Extrait: « D'un côté, il y avait Helen Klaben, cette jeune femme de Brooklyn qui rêvait aux grands espaces. De l'autre, il y avait Ambrose Bierce au seuil de la mort, croupissant dans un lieu exigu aux murs humides et suintants. Entre les deux, Alexandra oscillait constamment. Klaben avait de l'ambition, elle voyait grand, elle sentait au plus profond de son être qu'elle avait quelque chose à apporter au monde. L'expérience de l'écrasement, de la survie en forêt, si extrême qu'elle eût été, n'était qu'un tremplin vers une plus grande conscience du monde et de la place qu'elle y occupait. Bierce aussi avait eu de l'ambition, bien sûr, il avait lui aussi voulu vivre de grandes choses: il avait été soldat durant la guerre civile, il en était ressorti écrivain ; il avait été chroniqueur et humoriste pour des feuilles de chou, il en était ressorti aigri. À soixante et onze ans, la moustache blanche et les cheveux clairsemés, il était parti à cheval vers une autre guerre civile, et il en était ressorti avec quoi ? Avec une tête coupée et des ennemis mangeurs d'hommes. Ce qui les rapprochait, ces deux-là, c'était leur rapport ambigu avec la prédestination. Cette impression souveraine, implacable, honteuse, parfois, qu'ils avaient été destinés à de grandes choses. Helen avait, en quelque sorte, rêvé à son accident et à sa survie. Ambrose avait en quelque sorte, fantasmé sa disparition et sa persécution.»

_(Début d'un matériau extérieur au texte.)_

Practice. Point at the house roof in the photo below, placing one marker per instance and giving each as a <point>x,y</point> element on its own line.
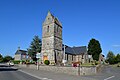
<point>23,52</point>
<point>75,50</point>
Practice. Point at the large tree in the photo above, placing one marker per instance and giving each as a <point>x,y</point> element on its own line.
<point>35,47</point>
<point>110,57</point>
<point>94,49</point>
<point>7,58</point>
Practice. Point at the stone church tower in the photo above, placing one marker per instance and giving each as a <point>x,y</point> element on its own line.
<point>52,40</point>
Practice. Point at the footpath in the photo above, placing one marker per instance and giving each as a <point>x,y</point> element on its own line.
<point>47,75</point>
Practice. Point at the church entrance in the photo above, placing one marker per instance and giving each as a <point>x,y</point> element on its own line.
<point>45,57</point>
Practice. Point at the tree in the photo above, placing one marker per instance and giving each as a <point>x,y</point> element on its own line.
<point>7,58</point>
<point>110,57</point>
<point>94,49</point>
<point>35,47</point>
<point>1,58</point>
<point>117,58</point>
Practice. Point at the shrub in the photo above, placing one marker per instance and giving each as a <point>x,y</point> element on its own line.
<point>16,61</point>
<point>47,62</point>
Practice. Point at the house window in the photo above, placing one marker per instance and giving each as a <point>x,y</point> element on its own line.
<point>48,29</point>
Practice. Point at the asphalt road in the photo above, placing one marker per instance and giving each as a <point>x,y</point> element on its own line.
<point>107,73</point>
<point>9,73</point>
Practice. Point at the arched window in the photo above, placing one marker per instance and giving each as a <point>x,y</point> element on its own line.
<point>47,28</point>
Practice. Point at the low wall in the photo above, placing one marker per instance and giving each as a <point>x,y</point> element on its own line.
<point>69,70</point>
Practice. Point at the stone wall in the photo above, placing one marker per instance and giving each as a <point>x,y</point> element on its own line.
<point>67,70</point>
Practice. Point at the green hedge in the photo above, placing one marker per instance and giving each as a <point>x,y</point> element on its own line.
<point>47,62</point>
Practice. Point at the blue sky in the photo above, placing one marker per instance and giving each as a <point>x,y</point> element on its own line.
<point>21,20</point>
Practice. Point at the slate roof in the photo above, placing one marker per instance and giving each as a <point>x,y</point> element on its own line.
<point>75,50</point>
<point>22,52</point>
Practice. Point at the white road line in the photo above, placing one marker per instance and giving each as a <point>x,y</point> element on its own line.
<point>109,78</point>
<point>35,76</point>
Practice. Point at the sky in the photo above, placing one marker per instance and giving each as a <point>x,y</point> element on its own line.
<point>82,20</point>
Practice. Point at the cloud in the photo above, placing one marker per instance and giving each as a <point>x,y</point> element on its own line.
<point>115,45</point>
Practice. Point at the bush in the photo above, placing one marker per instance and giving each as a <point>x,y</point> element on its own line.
<point>96,62</point>
<point>47,62</point>
<point>16,61</point>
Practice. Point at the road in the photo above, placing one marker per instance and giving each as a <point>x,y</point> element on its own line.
<point>107,73</point>
<point>9,73</point>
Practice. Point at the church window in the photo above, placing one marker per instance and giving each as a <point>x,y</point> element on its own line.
<point>48,29</point>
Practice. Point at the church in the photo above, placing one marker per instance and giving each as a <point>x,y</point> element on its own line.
<point>52,46</point>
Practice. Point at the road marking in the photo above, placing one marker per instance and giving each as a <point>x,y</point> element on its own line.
<point>109,78</point>
<point>34,75</point>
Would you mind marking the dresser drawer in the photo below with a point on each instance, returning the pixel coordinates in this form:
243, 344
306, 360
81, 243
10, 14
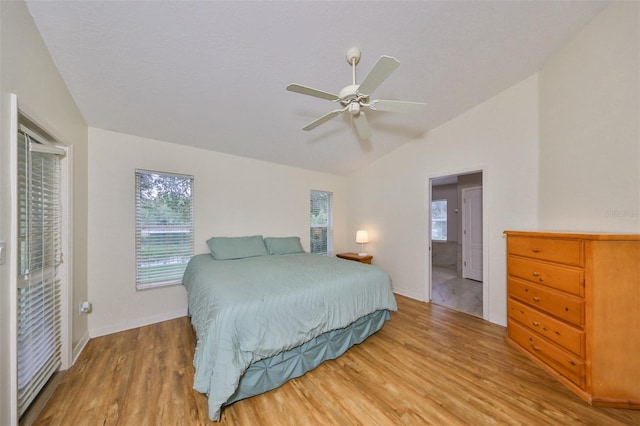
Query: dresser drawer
563, 362
568, 252
552, 275
563, 306
557, 331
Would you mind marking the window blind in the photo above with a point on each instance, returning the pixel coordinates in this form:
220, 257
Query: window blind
39, 254
321, 222
164, 227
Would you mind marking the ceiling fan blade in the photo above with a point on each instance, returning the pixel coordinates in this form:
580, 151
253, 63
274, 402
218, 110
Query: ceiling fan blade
398, 106
362, 126
323, 119
379, 73
298, 88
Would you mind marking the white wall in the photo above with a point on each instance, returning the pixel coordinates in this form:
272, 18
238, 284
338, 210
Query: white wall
590, 127
27, 70
389, 197
233, 196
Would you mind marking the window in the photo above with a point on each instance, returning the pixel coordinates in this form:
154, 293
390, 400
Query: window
164, 227
321, 222
39, 256
439, 220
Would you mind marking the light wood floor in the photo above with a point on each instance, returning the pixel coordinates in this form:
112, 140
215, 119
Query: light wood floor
428, 365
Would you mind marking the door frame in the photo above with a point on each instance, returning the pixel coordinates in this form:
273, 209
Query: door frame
464, 209
486, 287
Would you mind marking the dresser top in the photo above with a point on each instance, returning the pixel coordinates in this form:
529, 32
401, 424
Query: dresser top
576, 235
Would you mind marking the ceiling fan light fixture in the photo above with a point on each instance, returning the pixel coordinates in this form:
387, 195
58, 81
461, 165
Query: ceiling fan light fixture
355, 97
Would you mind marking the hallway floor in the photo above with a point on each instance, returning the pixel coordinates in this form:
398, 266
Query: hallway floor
452, 291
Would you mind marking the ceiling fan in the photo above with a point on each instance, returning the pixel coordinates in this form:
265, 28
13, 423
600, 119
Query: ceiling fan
355, 97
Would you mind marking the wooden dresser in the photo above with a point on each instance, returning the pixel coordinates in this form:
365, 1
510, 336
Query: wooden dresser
574, 308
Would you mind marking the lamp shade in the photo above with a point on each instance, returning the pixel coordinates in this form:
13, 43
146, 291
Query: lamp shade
362, 236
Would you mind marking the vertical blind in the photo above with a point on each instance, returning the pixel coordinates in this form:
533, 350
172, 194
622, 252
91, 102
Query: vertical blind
321, 217
164, 227
39, 254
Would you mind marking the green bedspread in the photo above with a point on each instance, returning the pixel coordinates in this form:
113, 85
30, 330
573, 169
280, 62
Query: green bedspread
249, 309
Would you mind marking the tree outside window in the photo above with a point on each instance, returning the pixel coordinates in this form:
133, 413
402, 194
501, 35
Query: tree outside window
321, 222
164, 227
439, 220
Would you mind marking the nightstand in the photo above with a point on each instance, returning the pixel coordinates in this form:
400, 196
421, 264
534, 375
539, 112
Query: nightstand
355, 257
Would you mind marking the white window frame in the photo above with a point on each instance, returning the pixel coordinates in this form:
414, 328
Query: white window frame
143, 229
445, 220
328, 225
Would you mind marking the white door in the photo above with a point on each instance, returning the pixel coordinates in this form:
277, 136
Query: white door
472, 233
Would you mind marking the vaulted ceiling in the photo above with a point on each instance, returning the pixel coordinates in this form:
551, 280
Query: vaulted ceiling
212, 74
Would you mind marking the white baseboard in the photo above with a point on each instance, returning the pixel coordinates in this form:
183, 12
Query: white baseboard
79, 347
135, 323
409, 294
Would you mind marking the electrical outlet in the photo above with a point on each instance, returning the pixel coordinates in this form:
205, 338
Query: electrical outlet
85, 308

Trop de Pascale par Pascale Bérubé paru en 2023 aux éditions Triptyque dans la collection Queer. Qui es-tu Pascale? Ou plutôt qui aimerais-tu être? Qu’est-ce qui te définit vraiment? Serais-ce le reflet d’une mère aimée, celui d'un vêtement, d'une image, un code numérique, une star de ciné? Quelle identité saisir lorsque l’on passe autant de temps devant des écrans? Qu’est-ce que cela creuse en nous qui nous sépare de l’enfance? Qui est, alors, ce visage reconnue dans la glace du miroir? Que faire de tout ce vide qui nous entoure soudain au détour d’une image numérique froide et figée dans son code? Surtout si l’on refuse de se conformer à tous ces visages calculés à la mesure des désirs ordinaires? Comment exister lorsque l’on préfère à une image lisse et entendue de la féminité, l’envie d’être une chienne savante ou non? Pascale, qui est-elle? Que sais-je? Qui suis-je? Pascale Bérubé signe ici un premier recueil magnétique qui explore les thématiques du corps, de l’image, de la beauté, de la féminité et de l’identité. Qui es-tu quand ton corps fait du cinéma, pour en savoir plus, j’accueille, ce soir, à Mission encre noire, Pascale Bérubé.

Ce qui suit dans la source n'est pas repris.